3. Despite the long gelation as described above, it exhibits a consolidation strength that is approximately suitable for conventional acidic silica sols.

Therefore, the ground-grouting material of the present invention is excellent as a ground liquefaction-preventing grout.

[Brief description of drawings]

FIG. 1 is a graph showing changes in viscosity with time after compounding a grout material of the present invention and an acidic silica sol of a comparative example.

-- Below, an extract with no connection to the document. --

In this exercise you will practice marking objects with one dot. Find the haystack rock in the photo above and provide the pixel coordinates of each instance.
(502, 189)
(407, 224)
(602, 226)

─────────────────────────────────────────────────── ─── Continuation of the front page (56) References JP-A-60-53588 (JP, A) JP-A-55-34201 (JP, A) (58) Fields investigated (Int.Cl. ⁷ , DB name) C09K 17 / 46,17 / 48 E02D 3/12 C09K 103/00

Claims (2)

(57) [Claims] 1. An acidic silica sol composed of an acid and water glass is made to contain one or both of a sequestering agent and a phosphoric acid-based compound so that the pH value is 2.8 or less, and contacted with earth and sand in the ground. Even if the gelation time is shortened
To increase the gelation time in the soil and
It is possible to improve the large-capacity land and prevent liquefaction of the ground.
It is a grout material for ground injection. 2. The ground injection grout material according to claim 1, wherein the sequestering agent according to claim 1 is citric acid and / or a salt of citric acid.